Cinéma

Elles aiment vraiment le cinéma et en parlent avec chaleur et compétence !

Plusieurs fois, durant la même réunion, des assistantes sociales, jeunes femmes, racontent le plaisir extrême qu’elles ont à voir de nombreux films.

Elles sélectionnent : les navets sont rejetés ! Elles fréquentent uniquement les salles qui proposent un spectacle de qualité à un public intéressé et connaisseur. Elles vont lire la vie.

Elles aiment ces matinées ou soirées où, à plusieurs, elles scrutent, à travers les images des metteurs en scène, le jeu d’acteurs de grand talent qui mettent en évidence, sous leurs yeux, les drames profonds et vrais de l’existence humaine.

Elles apprécient le cinéma réaliste qui ne triche pas avec la vérité. Elles ont une prédilection pour les films qui la soulignent, l’appuient, l’illustrent, l’épaississent, au point de la rendre dense et provocante.

Mes amies ne courent pas à l’évasion. Elles me semblent fréquenter les salles de spectacle comme nous, nous nous rendions au confessionnal pour discerner, avec lucidité, travers et ambiguïtés de nos vies quotidiennes.

Elles vont demander aux pontifes de Cannes de faire exister, en images, leurs peurs pour les objectiver et les exorciser.

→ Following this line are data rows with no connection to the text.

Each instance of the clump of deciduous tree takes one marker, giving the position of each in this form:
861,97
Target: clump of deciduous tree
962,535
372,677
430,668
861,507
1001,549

Elles n’effectuent pas, en effet, une démarche de pacotille. Avec sérieux, elles fuient la plaisanterie mais retiennent :

Tragique et comique, le drame humain se trouve, sur l’écran, enfin étalé. Pour 15 francs, elles ont une sorte de « supervision ».

La bobine de pellicule « impressions » est au-dedans d’elles-mêmes. Parce que la mémoire de leur cœur est un véritable magnétoscope, elles projettent, en public, ce qui les étouffe en privé.

Les images de la vie sordide, revues par le génie des réalisateurs, enchaînent et fondent la vérité de l’angoisse et la fête de l’art. A bon droit, elles se consolent ainsi des meurtrissures que les dialogues professionnels gravent dans leur chair.

Il y a peut-être une autre hypothèse : elles se nourrissent fréquemment de films de valeur pour se persuader tacitement que leur vie concrète n’est qu’un « cinéma » et que l’on peut l’oublier sans trahir. La séance terminée, elles s’en vont manger et passer une bonne soirée entre amis !

Autrement, sans le cinéma, elles auraient sans doute remâché seules ou à plusieurs ce qui n’était que l’effrayante vérité, non traitée par l’imaginaire.